What CEOs Should Measure Next: From Assessing People to Assessing Conditions

What CEOs Should Measure Next: From Assessing People to Assessing Conditions

Summary

For decades organisations have relied on individual-focused tools — personality tests, engagement surveys, 360 feedback — to answer the question: who are our people? Leo Bottary argues CEOs should add a complementary lens: measure the conditions that shape how people behave at work. Condition-based assessments examine the shared environment — norms, peer dynamics, psychological safety and implicit rewards — rather than labelling individuals. Drawing on Lewin’s field theory and Amy Edmondson’s work on psychological safety, the article explains that improving conditions often produces bigger, more sustainable performance gains than focusing on individual deficits alone. Bottary highlights Peernovation’s Peer Dynamics Profile as an example of a tool designed to surface peer-driven influences and to shift conversations from blame to system redesign.

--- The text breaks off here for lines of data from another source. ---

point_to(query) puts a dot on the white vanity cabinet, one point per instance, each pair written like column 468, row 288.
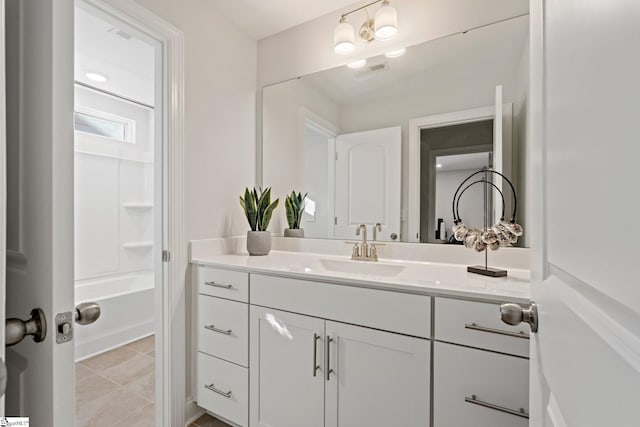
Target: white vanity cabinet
column 481, row 367
column 278, row 351
column 307, row 371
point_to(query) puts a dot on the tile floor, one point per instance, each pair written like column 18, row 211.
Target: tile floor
column 116, row 389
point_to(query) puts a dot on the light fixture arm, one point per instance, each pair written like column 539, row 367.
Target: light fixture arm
column 344, row 15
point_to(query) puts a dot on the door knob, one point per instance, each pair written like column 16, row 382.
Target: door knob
column 17, row 329
column 87, row 313
column 513, row 314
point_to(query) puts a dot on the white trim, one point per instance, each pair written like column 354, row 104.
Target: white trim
column 3, row 188
column 170, row 343
column 433, row 121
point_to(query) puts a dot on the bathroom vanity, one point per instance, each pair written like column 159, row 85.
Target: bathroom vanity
column 295, row 339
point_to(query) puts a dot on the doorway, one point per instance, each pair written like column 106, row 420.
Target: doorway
column 118, row 197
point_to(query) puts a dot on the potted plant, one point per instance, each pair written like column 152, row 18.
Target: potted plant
column 258, row 208
column 294, row 205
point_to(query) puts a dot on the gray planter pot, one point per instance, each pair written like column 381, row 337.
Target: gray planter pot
column 258, row 242
column 294, row 232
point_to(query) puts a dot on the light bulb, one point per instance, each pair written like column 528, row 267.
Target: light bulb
column 344, row 38
column 386, row 22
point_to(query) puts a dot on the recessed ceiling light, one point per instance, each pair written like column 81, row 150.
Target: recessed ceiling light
column 97, row 77
column 357, row 64
column 396, row 53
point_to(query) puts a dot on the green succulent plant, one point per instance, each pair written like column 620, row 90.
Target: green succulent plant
column 294, row 205
column 258, row 208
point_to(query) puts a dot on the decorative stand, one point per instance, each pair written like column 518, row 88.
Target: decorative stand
column 485, row 238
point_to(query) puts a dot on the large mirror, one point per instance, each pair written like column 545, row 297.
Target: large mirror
column 390, row 142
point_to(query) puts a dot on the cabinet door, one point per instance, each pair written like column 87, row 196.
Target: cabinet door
column 377, row 379
column 287, row 388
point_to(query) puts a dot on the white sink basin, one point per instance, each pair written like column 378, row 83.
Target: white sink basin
column 362, row 267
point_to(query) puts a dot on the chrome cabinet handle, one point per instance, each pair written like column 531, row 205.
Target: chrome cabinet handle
column 513, row 314
column 211, row 387
column 220, row 331
column 316, row 337
column 475, row 401
column 327, row 356
column 475, row 327
column 218, row 285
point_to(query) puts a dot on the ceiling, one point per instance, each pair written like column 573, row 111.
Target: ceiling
column 260, row 18
column 500, row 45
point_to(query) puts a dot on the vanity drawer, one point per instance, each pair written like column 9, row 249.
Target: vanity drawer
column 223, row 283
column 478, row 324
column 385, row 310
column 223, row 329
column 223, row 389
column 464, row 375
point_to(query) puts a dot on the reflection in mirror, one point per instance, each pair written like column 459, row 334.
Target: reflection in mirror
column 365, row 143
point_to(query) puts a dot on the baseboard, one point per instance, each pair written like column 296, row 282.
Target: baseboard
column 100, row 344
column 192, row 411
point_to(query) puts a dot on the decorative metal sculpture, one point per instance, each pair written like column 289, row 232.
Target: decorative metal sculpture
column 503, row 233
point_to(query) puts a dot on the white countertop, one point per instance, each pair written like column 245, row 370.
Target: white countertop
column 438, row 279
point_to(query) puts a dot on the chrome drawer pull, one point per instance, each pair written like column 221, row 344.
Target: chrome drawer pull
column 218, row 285
column 220, row 331
column 316, row 337
column 475, row 327
column 220, row 392
column 474, row 400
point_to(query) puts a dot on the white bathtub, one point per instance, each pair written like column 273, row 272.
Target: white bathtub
column 127, row 303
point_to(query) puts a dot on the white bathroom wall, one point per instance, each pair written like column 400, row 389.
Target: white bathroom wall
column 523, row 148
column 220, row 84
column 308, row 48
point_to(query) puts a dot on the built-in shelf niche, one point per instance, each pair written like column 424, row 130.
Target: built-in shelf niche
column 138, row 245
column 138, row 206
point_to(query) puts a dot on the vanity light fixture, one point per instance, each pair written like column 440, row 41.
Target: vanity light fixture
column 97, row 77
column 357, row 64
column 396, row 53
column 383, row 27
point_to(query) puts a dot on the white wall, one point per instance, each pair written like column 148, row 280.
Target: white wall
column 308, row 48
column 522, row 149
column 283, row 104
column 220, row 95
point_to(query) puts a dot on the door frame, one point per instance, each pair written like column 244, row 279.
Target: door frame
column 435, row 121
column 309, row 118
column 171, row 354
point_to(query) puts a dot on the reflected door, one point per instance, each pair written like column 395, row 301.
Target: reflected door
column 368, row 179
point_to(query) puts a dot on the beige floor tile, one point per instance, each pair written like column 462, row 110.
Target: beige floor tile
column 109, row 359
column 130, row 370
column 144, row 345
column 146, row 417
column 100, row 402
column 208, row 421
column 82, row 372
column 144, row 386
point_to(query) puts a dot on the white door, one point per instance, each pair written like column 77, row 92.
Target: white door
column 585, row 358
column 286, row 376
column 378, row 379
column 368, row 182
column 40, row 207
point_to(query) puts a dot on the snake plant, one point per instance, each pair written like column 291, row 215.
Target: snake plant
column 294, row 205
column 258, row 208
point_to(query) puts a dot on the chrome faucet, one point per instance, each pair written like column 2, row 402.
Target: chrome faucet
column 363, row 251
column 377, row 227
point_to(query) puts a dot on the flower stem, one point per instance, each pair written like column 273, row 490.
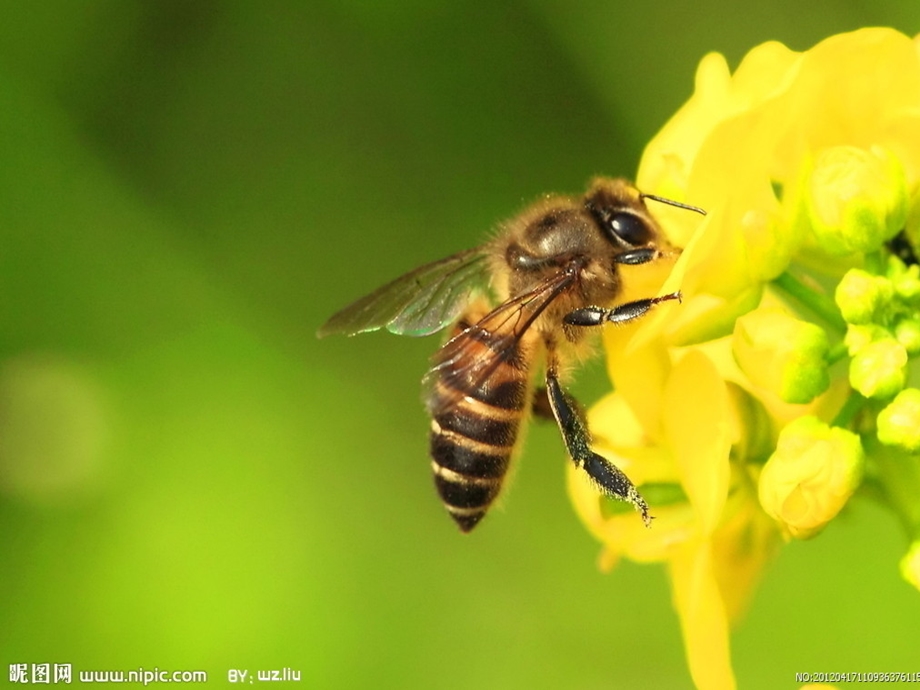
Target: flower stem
column 821, row 305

The key takeaway: use both lenses. Individual assessments give depth; condition-based assessments give leverage. Together they reveal who people are and what they are responding to — enabling leaders to redesign systems so capable people can perform together.

Key Points

  • Traditional assessments answer “Who are our people?” — they expose preferences, skills and tendencies useful for coaching and role alignment.
  • Condition-based assessments ask “What environment are our people operating in?” — focusing on norms, peer influence and psychological safety.
  • Behaviour is a function of person plus environment — Lewin’s field theory and Edmondson’s research on psychological safety underpin the approach.
  • Peer dynamics often set the real rules of behaviour long before leaders intervene; measuring them surfaces hidden constraints and incentives.
  • Condition-focused data shifts the follow-up conversation from fixing people to redesigning systems and shared practices.
  • Best practice is integration: combine individual and condition assessments so leaders can coach people and redesign conditions that enable collective performance.

Why should I read this?

Want less finger-pointing and faster, stickier improvement? This piece is for busy leaders who’d rather fix the system than keep fixing the same people. It’s short, practical and gives you a clear nudge: measure the conditions your teams share and you’ll get more bang for your development buck.